CHENGDU, CHINA - JANUARY 7: (CHINA OUT) Ren Zhiqiang, president of Hua Yuan Group, delivers a speech during 2006 High-End Economic Forum at Luxehills International Club on January 7, 2006 in Chengdu of Sichuan Province, China. The forum is held to foresee the development of Chinese real estate economy. (Photo …
China Photos/Getty

Chinese real estate tycoon Ren Zhiqiang disappeared on Thursday, shortly after penning an online article strongly critical of the Chinese government’s response to the coronavirus epidemic.

Some of Ren’s friends and admirers believe he was kidnapped by the Chinese Communist Party and is being held incommunicado for the “crime” of speaking out against the Party and China’s dictator Xi Jinping.

Ren’s article was entitled “The Lives of the People Are Ruined By the Virus and a Seriously Sick System.” It did not mention Xi by name, but it criticized many of the decisions he has made, particularly allowing a now-infamous mass banquet to proceed in the city of Wuhan in January while the coronavirus outbreak was erupting in that city.

“The emperor is holding up a piece of cloth, trying to cover up the fact that he is wearing no clothes at all, although his ambition to be a strong leader is naked enough,” Ren wrote in a passage that was rather obviously aimed at Xi without using his name.

Ren said he saw “not an emperor standing there exhibiting his ‘new clothes,’ but a clown stripped naked who insisted on continuing being emperor,” according to one translation of his online essay.

“The covert propaganda around the decisions made during the Wuhan coronavirus epidemic will only deceive those who are willing to be deceived,” he charged, another fairly obvious reference to orders given by Xi. He said the Chinese government made the epidemic much worse by suppressing discussion and early warnings.

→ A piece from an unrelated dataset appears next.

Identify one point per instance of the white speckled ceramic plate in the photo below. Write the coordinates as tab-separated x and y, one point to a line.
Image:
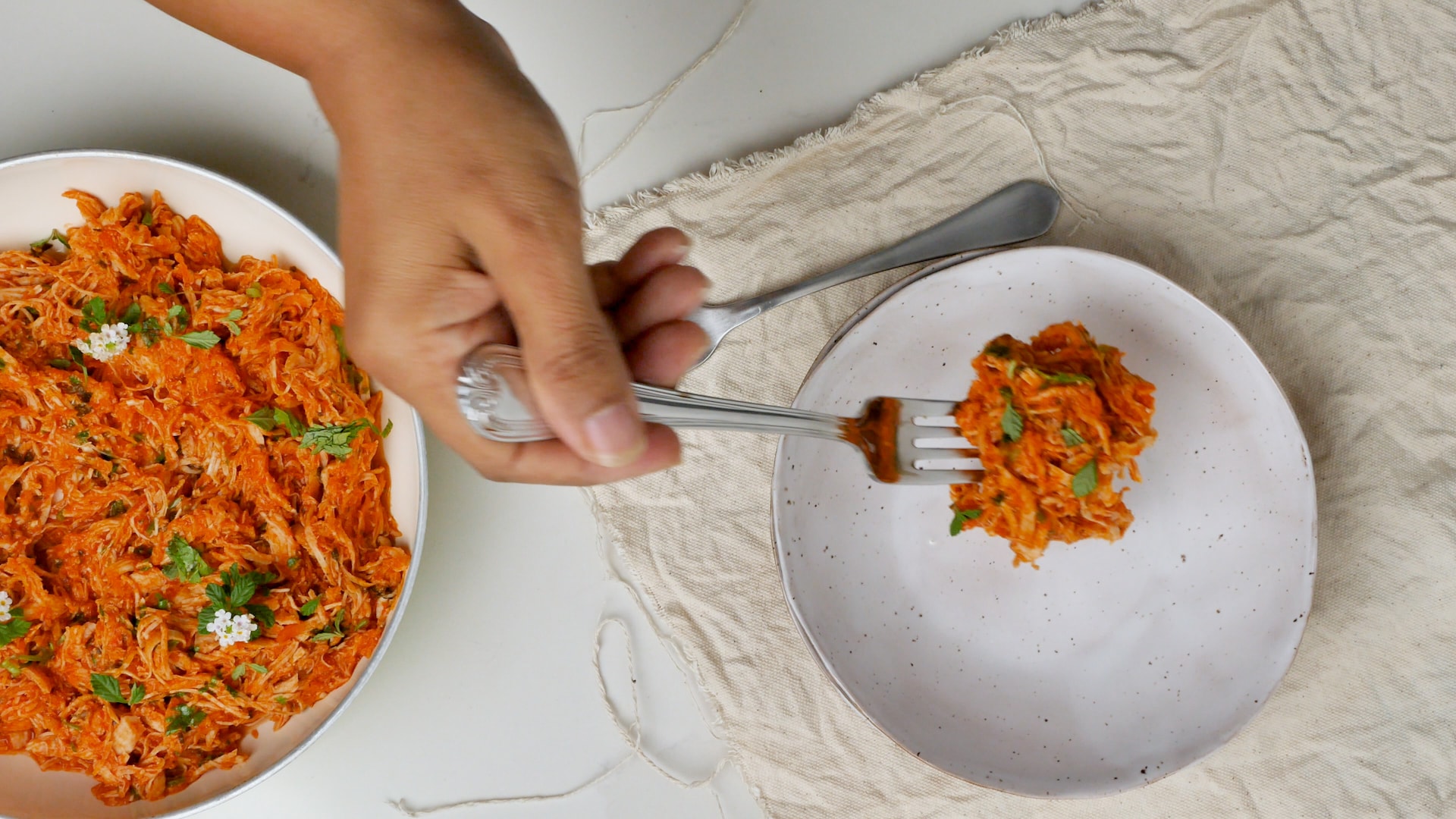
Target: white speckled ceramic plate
1114	664
31	205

The property tycoon has long been known by the nickname “Ren the Big Cannon” for his outspoken criticism of the Chinese government, particularly its efforts to control the property market and to use Chinese media for propaganda purposes. His account on China’s microblogging platform Weibo had 37 million followers at its peak, but was suspended and then deleted in 2016 after he made comments that displeased the Communist Party. 

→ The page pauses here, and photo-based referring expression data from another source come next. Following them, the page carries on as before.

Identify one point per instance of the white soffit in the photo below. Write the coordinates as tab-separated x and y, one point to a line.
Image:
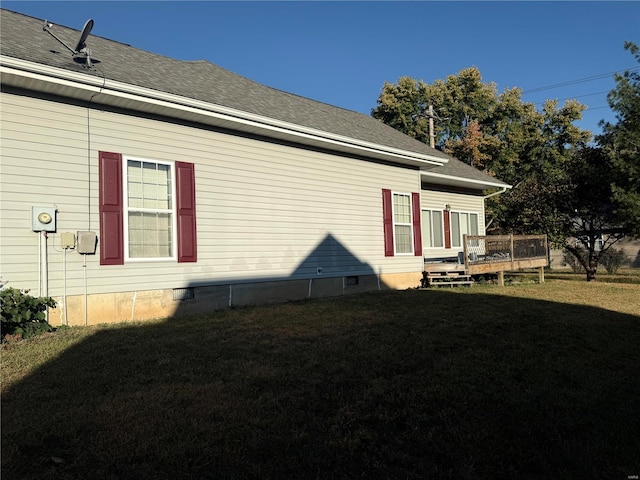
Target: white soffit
78	85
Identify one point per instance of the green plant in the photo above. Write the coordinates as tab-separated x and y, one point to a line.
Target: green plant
570	259
613	259
24	315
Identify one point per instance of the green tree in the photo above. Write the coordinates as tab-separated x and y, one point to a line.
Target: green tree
589	210
621	142
498	133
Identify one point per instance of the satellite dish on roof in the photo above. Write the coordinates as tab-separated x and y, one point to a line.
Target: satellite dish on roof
81	53
86	30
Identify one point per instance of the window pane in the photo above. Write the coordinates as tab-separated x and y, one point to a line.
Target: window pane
150	235
426	228
403	239
402	208
437	228
473	224
455	229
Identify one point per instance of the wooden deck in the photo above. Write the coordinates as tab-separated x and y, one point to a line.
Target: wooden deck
497	254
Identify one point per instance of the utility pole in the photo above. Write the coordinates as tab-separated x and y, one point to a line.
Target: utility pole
432	135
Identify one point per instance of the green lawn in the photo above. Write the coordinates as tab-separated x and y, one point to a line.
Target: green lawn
527	381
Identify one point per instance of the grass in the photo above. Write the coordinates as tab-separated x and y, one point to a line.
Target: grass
525	381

Ren made few public appearances since that time and is thought to have been under constant surveillance, but he continued making dissident comments until last week when his essay on the coronavirus was followed by his abrupt disappearance. 

His absence was publicly noted by several influential Chinese businessmen and academics. International media organizations attempted to contact him over the weekend, without success. The New York Times said on Saturday the Beijing police did not respond to a request for comment about Ren’s whereabouts. China’s State Council Information Office also did not respond to request for information, according to the UK Daily Mail.

“A citizen can’t just disappear, we need to know if he’s been taken by any department and where. His family and friends should know,” said Renmin University history professor Zhang Ming.

“Ren Zhiqiang is a public figure and his disappearance is widely known. The institutions responsible for this need to give a reasonable and legal explanation as soon as possible,” said businesswoman Wang Ying. She said she and other friends of Ren are “extremely anxious” about his situation.